Pounamu. Image: GNS Science.

Dr Nick Mortimer and Dr Simon Cox from Te Pū Ao GNS Science and pounamu artisans will use materials science and mātauranga Māori to explain the special physical properties and uses of pounamu – Aotearoa New Zealand's nephrite jade.

 

Published on 3 Whiringa-ā-rangi November 2022

Worldwide, nephrite jade is renowned for its extreme toughness compared to other rocks and materials. This makes it very suitable for artisanal work such as carving, shaping, and holding a sharp edge; these special properties, along with symbolic and spiritual associations, have made it highly sought after.

In Aotearoa, pounamu is a tāonga and the subject of much mātauranga. Varieties of pounamu, found only in certain places on the South Island, are distinguished by Māori according to colour, translucency and inclusions (other minerals trapped inside). These include kahurangi (translucent apple green), kawakawa (dark green to black with dark inclusions), īnanga (pearly white), and tangiwai (olive to yellowish brown, or blueish green). Mineralogically, most pounamu is nephrite but some is serpentinite.

MF Mortimer and Cox 1000w

Dr Nick Mortimer (left) and Dr Simon Cox (right), GNS Science. Photo: Peter Johnson.

Despite its mana and prestige, the mineralogical explanation of pounamu’s physical toughness remains elusive.

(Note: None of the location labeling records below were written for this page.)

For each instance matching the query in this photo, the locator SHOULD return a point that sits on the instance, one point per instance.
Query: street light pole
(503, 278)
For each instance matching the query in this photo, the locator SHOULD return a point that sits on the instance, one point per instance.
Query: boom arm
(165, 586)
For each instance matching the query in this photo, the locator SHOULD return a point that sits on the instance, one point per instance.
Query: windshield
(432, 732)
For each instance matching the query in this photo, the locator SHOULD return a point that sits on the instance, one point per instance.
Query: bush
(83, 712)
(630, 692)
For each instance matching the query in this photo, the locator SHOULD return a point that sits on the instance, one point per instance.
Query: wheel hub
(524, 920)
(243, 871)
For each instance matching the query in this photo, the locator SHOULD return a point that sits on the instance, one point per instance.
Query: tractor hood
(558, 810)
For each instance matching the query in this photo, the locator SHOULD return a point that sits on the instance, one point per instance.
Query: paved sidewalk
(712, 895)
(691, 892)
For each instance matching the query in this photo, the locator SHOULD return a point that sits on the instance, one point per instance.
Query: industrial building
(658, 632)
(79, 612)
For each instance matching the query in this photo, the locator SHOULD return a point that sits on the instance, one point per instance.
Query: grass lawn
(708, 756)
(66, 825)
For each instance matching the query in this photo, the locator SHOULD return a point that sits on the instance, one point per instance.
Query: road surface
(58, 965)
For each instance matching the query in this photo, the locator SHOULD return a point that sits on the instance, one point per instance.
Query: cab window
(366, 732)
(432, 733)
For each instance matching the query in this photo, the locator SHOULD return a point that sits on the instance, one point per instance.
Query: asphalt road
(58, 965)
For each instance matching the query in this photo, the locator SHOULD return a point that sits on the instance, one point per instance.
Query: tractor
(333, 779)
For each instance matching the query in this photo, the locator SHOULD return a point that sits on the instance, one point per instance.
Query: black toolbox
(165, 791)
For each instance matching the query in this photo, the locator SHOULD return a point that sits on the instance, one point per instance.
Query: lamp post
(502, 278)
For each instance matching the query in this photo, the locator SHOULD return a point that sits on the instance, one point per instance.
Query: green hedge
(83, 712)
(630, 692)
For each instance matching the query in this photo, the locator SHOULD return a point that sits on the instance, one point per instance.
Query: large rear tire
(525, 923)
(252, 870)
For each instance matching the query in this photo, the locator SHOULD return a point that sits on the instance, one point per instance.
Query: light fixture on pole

All minerals have a natural hardness that is measured on the Mohs scale, which rates from 1-10, where a rating of 1 would be a soft mineral like talc, and a 10 would be diamond hard. Nephrite jade is only meant to be moderately hard (6 – 7), which is not consistent with how tough and resistant to fracture it is known to be. Theories for this discrepancy abound – from twisted and interwoven mineral fibres, to ultra-fine grain size, to stored strain.

This collaborative Marsden Fund Standard grant project will weave Western science with mātauranga Māori to address these theories, using state-of-the-art materials science and iwi cultural knowledge to form a larger picture of pounamu use over time. Knowledge transfer will be two-way: bringing together scientists who are unfamiliar with the carving properties or history of various samples and pounamu artisans who have yet to include physical science data in their work.

Outcomes from this project will further our understanding of the metal-like toughness of pounamu, inform the selection and cutting process of high-quality pounamu for carving, and illuminate future development of super-tough synthetic materials. With its cultural, geological, archaeological and materials science significance, this project can rewrite the jade textbooks of the world and lead to better management of this precious resource.